闇オークションに出品されたのが、俺の前世の『呪物(社用PC)』だった件
カジノの支配人から奪った招待状を手に、俺たちは都市の地下深くに広がる「裏エリア」へと潜入していた。 そこは、表のきらびやかさとは無縁の、薄暗く湿った石造りのホールだった。
「主様、ここからは『暴力厳禁』の結界が張られています。私の攻撃も、ここでは通りにくいようです」
リリスが不愉快そうに眉をひそめる。 入り口で渡された仮面をつけた俺たちは、数百人の参加者がひしめく会場の席についた。
「レン様、なんだか空気が重いです……。ここにある商品は、どれも『人の怨念』が籠もっているような……」
エリアが震えながら身を寄せてくる。 その予感は的中した。 ステージに現れた司会者(ピエロのマスクを被っている)が高らかに宣言する。
『さあ、今宵の闇オークション、支払いは金貨ではありません! 当オークション独自の通貨……**【寿命】**のみを受け付けます!』
「なっ……!?」
会場がざわめく。 参加者たちは手首に「黒い腕輪」をはめられており、そこには自分の余命が「数値」として表示されていた。
「寿命を通貨にする、か。……悪趣味なシステムだ」
俺は冷ややかに腕輪を見た。俺の表示は【∞(無限)】。管理者権限でステータスがバグっているおかげか、あるいはリリスの契約者だからか。資金には困らなそうだ。
オークションが進む。 「隣国の王女の秘密日記」や「禁忌の魔法書」が、数年、数十年という寿命で落札されていく。 そして、司会者がメインディッシュを紹介した瞬間、俺の心臓が凍りついた。
『続きましての品は、異界より漂着した正体不明の魔道具! あらゆる計算を一瞬でこなし、光る窓を持つ【知識の板】です!』
運ばれてきたワゴン。その上に鎮座していたのは―― 黒ずんだ手垢がついたキーボード。ヒンジが少し緩んだディスプレイ。そして天板に貼られた「社外秘」の管理シール。
「……嘘だろ」
見間違うはずがない。 あれは、俺が過労死した瞬間に開いていた、あのブラック企業の「社用ノートPC」だ。
「なんであれがここにある……?」
動揺する俺をよそに、入札が始まった。
『開始価格は寿命10年!』 『20年!』 『50年だ!』
未知のアーティファクトとして人気が高いらしい。 俺は腕輪を掲げた。
「100年」
会場が静まり返る。 だが、その直後。二階の特別席から、加工された機械音声が響いた。
『――1000年』
桁が違う。 見上げると、そこには影のような人影が座っていた。
「……あいつか、サクラ(運営側の吊り上げ役)は」
俺がさらに「1万年」と提示しようとした瞬間、手元のコンソールに警告が出た。
[Warning: System_Intervention]
Bid_Rejected.
Reason: User_ID is locked by Host.
「……ハッ、なるほどな」
俺は入札しようとしても、システム側で拒否された。 どうやらこのオークション自体が、俺をおびき出し、あのPCを見せつけるための「ジョーカーの罠」らしい。 俺が欲しがるのを知っていて、目の前で他人に売り渡すことで絶望させようという魂胆か。

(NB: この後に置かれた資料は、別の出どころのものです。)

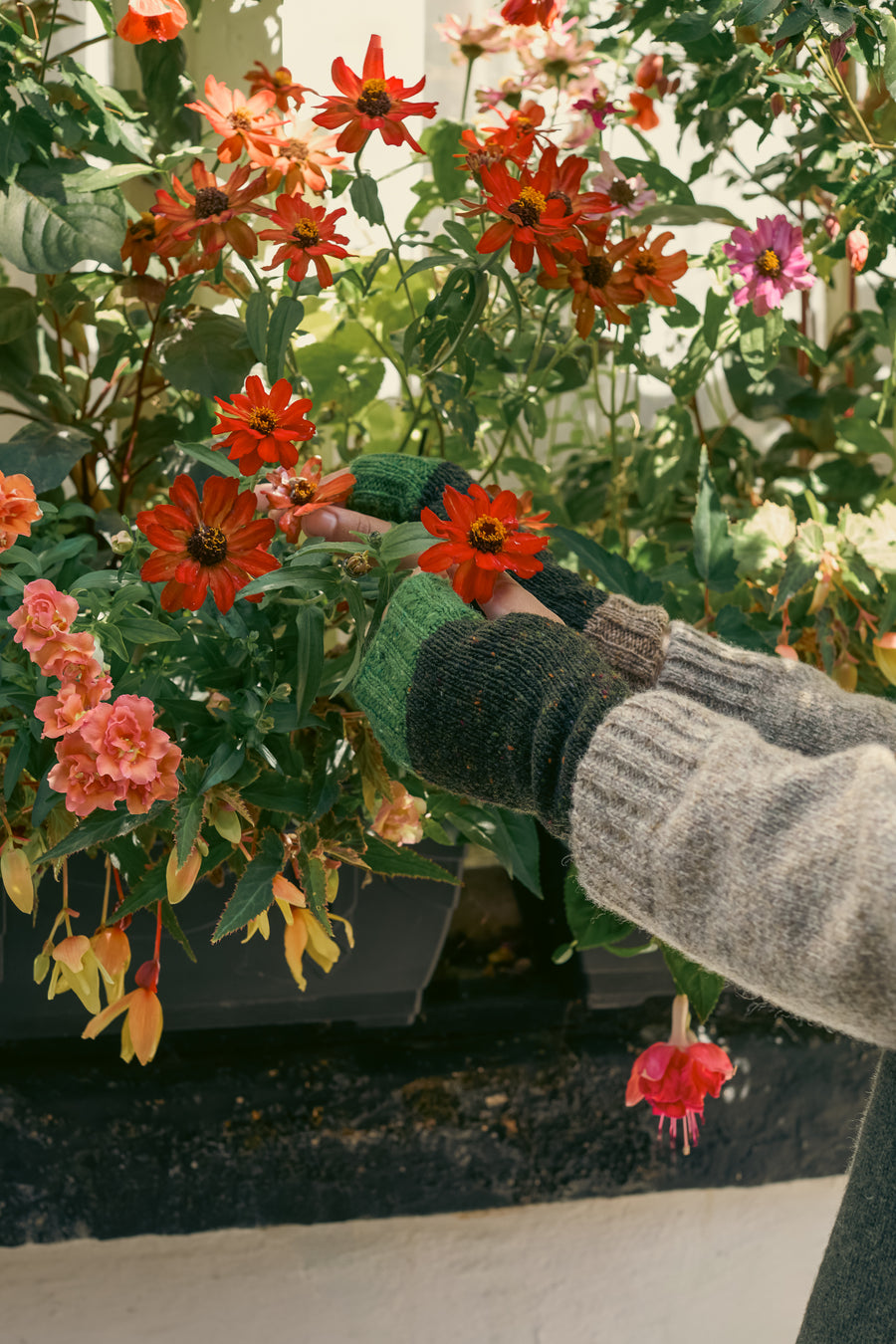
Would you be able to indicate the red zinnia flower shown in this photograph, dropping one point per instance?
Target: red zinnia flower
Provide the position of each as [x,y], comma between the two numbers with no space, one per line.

「主様、入札できません! システムがロックされています!」 「リリス、暴れるなよ。結界がある」
正攻法(入札)は封じられた。暴力も禁止。 PCは刻一刻と、謎の人物(ジョーカーの代理人)に落札されそうになっている。
この完全に「詰み」に見える状況で、俺は隣で震えている聖女エリアを見た。
「……エリア。お前、さっきカジノで稼いだ金貨、まだ持ってるか?」 「は、はい。ドレスの中に隠してますけど……でも、ここは金貨は使えませんよ?」 「いいや、使えるさ。……少し『荒療治』になるがな」
俺はニヤリと笑い、エリアの耳元である作戦を囁いた。